Is a Short Squeeze Ever Going to Happen, or What?
I'm not going to give you an answer to the question, because I
do not have one. What I can do, however, is offer my opinion on how
Geron, and all longs, can maximize the chances that it does
occur.
Let's be honest: the company has some work to do to
substantially close the value gap discussed above. There is a lot
of uncertainty in the market right now. Geron has not been
communicative as to what is happening in the trial, when patients
will begin infusing IMET, what its plans and timing for any
acquisitions are, whether the recent shelf financing filing was
just a renewal of an old agreement or indicative of an imminent
secondary, when will it book milestone revenue from Janssen, etc.
For this value gap to close, it needs to first close the
communication gap and remove uncertainty. Part of this means that
despite JNJ running IMET's development, the market wants to see a
fully engaged CEO. That means hosting quarterly earnings conference
calls and doing other "boring," but necessary, CEO-type stuff. To
those who may respond that it was not a big deal that Geron did not
have a conference call two quarters in a row, because there was
nothing to report, I would argue there were plenty of things Dr.

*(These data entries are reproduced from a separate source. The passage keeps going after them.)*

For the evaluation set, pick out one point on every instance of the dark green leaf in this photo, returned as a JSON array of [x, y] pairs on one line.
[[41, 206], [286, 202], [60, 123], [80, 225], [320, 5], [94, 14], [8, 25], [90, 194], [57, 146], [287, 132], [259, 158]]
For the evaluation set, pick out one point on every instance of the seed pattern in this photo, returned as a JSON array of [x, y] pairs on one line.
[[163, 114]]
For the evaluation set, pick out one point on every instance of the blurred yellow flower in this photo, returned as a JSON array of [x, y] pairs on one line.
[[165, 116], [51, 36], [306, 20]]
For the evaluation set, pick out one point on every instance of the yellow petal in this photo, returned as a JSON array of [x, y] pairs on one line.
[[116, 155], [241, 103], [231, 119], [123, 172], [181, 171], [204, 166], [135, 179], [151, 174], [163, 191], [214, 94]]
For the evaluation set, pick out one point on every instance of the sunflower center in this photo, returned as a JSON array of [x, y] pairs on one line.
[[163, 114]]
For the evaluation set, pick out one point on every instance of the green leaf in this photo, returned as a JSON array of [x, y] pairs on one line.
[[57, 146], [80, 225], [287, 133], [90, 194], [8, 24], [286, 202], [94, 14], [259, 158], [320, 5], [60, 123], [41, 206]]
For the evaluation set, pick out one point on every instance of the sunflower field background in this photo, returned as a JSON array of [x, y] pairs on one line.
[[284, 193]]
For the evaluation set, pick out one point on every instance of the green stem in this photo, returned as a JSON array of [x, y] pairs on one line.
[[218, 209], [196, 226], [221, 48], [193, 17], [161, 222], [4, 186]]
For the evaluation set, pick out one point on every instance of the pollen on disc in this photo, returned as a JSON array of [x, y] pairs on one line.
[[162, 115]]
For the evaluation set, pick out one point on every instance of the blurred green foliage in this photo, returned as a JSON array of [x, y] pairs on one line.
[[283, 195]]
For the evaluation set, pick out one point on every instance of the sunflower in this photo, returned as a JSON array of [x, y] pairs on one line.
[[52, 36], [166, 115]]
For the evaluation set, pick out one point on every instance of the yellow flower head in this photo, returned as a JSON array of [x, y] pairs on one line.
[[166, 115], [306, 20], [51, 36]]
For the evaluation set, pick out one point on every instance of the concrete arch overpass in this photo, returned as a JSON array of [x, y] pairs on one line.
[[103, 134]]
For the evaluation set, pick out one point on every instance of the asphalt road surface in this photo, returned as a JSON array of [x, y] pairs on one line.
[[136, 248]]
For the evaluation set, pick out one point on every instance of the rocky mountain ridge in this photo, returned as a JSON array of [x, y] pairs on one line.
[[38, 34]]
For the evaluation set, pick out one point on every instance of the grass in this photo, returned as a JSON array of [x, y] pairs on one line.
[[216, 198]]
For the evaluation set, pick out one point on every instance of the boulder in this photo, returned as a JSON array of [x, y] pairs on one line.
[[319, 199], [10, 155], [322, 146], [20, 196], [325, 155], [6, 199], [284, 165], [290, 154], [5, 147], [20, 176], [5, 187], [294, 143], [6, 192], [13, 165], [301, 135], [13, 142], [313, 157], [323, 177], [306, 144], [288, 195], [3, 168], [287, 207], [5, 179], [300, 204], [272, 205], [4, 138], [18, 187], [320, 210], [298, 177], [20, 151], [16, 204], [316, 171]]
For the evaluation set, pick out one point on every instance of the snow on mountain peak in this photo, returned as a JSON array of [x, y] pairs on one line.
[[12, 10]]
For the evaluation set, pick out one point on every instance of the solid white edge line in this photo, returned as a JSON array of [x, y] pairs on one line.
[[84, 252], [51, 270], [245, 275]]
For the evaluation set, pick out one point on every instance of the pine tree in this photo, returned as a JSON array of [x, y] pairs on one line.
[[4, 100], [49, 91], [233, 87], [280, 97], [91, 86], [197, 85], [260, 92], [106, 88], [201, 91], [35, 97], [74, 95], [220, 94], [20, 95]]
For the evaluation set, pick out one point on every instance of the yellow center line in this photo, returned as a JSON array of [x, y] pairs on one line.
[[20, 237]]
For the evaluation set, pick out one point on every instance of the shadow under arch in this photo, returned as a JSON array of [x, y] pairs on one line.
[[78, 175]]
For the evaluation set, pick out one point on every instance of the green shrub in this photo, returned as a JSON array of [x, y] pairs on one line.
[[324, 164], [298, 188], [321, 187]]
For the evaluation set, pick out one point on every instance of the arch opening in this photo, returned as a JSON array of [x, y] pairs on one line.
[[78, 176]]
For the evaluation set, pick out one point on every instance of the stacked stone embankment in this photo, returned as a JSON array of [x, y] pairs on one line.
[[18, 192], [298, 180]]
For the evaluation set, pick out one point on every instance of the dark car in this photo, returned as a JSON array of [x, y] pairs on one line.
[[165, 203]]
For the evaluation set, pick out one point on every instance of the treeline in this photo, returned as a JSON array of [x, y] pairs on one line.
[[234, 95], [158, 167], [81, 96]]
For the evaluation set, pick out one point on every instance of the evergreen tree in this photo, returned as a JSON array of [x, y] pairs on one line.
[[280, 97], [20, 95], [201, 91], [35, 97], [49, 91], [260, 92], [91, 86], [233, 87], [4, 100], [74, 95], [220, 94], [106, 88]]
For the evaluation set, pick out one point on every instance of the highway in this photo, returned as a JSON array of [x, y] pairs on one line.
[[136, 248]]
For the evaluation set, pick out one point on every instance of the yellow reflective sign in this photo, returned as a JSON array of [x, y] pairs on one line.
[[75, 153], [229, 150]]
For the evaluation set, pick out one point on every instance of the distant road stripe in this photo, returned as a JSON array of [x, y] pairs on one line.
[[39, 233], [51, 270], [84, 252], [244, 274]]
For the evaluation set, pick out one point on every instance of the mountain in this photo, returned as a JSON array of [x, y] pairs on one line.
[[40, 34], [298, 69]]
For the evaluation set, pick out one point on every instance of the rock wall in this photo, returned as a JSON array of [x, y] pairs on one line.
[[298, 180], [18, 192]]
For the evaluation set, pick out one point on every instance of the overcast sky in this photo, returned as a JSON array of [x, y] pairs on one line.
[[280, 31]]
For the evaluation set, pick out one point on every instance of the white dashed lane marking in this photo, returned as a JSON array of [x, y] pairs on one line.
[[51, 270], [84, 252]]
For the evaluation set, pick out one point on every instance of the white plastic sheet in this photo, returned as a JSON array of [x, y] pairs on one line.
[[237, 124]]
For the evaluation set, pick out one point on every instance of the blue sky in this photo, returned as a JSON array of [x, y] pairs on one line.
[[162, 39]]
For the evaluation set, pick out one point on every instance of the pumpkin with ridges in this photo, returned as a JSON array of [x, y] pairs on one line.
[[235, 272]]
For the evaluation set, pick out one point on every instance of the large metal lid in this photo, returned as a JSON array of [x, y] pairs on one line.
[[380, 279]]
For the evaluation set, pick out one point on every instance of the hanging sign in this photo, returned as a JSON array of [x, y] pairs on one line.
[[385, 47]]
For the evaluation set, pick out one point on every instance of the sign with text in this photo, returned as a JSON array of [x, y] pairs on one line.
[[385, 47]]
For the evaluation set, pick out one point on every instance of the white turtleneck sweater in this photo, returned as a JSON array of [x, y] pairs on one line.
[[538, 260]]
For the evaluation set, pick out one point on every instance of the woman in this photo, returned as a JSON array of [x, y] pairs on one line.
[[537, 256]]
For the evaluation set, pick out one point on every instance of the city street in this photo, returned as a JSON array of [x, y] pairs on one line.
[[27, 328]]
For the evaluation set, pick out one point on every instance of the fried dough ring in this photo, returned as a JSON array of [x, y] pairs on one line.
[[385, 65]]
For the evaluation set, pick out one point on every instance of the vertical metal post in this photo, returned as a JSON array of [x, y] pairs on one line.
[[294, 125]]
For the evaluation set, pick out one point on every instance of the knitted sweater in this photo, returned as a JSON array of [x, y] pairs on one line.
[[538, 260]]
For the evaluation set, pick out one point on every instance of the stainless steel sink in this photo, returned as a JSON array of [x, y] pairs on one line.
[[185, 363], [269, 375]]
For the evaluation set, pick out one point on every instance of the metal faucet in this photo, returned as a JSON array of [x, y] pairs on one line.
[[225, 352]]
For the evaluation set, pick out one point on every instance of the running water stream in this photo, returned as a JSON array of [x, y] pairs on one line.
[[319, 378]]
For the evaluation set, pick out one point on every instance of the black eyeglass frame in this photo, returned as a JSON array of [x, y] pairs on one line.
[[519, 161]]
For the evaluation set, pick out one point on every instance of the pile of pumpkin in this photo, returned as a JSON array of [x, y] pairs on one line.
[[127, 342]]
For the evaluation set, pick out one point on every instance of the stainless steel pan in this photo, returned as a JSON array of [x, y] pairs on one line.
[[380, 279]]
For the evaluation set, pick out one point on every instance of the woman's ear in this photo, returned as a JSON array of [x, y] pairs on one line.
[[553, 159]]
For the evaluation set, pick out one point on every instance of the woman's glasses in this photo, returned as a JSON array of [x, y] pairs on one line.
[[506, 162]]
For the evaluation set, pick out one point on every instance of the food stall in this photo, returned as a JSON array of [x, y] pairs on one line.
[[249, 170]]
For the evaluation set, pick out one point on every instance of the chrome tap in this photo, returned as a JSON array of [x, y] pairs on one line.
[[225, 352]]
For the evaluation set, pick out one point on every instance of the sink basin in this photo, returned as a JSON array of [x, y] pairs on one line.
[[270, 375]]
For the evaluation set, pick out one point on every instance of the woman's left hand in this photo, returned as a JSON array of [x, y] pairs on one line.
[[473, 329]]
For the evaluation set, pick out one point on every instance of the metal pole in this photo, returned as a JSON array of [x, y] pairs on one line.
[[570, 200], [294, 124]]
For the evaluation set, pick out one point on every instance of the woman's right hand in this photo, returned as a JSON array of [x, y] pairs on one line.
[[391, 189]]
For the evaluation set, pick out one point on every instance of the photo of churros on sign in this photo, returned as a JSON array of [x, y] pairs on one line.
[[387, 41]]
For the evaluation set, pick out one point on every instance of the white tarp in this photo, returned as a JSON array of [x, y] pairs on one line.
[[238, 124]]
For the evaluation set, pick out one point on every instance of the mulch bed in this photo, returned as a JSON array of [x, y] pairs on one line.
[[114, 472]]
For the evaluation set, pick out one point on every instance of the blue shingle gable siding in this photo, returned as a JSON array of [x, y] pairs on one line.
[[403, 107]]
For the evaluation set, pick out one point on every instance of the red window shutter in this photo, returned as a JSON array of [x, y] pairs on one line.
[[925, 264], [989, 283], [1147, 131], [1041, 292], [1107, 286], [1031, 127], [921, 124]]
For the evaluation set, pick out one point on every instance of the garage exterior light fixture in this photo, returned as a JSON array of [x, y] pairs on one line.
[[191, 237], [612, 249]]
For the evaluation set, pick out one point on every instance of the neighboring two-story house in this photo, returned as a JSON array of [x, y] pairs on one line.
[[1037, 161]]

Scarlett could have discussed, if he chose to (see the list at the
beginning of this paragraph). Perception does matter here. When
dealing with a company with as painful a history as Geron's,
uncertainty is uniformly bad for the stock price.
As far as what longs can do, the best thing is to stay informed
and act as proxy communicators for Geron. If the company does not,
or cannot, be communicative at this time (be it on the terms of the
Janssen deal, lawsuits, whatever), retail investors can help close
that knowledge gap.
This leads me to my last point, which has been contentious on
the SA discussion threads: dilution and an acquisition. For
context, Dr. Scarlett has expressed interest in
acquiring or in-licensingone or
more new molecules. I am not going to belabor this point, except to
express my own view and then leave it to commentators to have the
floor. Now is not the time for Geron to make an acquisition. If the
company were to dilute to fund an early-stage molecule, I believe
the odds are much greater than not that the market will react very
poorly to this news and will punish Geron unfairly due to its past
missteps. An acquisition/secondary will offer the shorts (
30 million shares!) a clean
getaway and almost certainly send the likelihood of a near- to
intermediate-term squeeze to almost 0%. If there is going to be a
squeeze before commercialization, it will likely occur when and if
positive data from the Phase II trial is released. I do not want
Geron to remove fuel from the fire with a secondary offering before
that time, at the earliest.
The road has been too long and too painful to add another
unpredictable variable into the equation at this moment. We are so
close to learning exactly what we have in IMET. The Phase II trial
should give preliminary data readouts in a matter of a few short
months. When you have your best hitter at the plate, you do not try
to steal home. If IMET hits a home run, a secondary would be much
more lucrative after Phase II data.
Most of the risks are what you would expect of similarly
situated clinical-stage biotech companies:
IMET fails to meet clinical endpoints in MF Phase II trial
(unlikely, as Mayo Clinic has already found efficacy, and JNJ has
designed the study conservatively). However, as IMET is Geron's
only pipeline candidate, this risk is multiplied.
Severe safety signals are found in the trials (also unlikely,
as the FDA has released the clinical hold, and IMET treats very
serious conditions for which some safety issues would be an
acceptable trade-off).
Janssen withdraws from the collaboration agreement (highly
unlikely unless IMET fails to meet endpoints, in which case it's a
wipeout anyway).
Negative market forces.
Dilution and acquisitions (discussed above). These could, of
course, also represent upside over the longer term.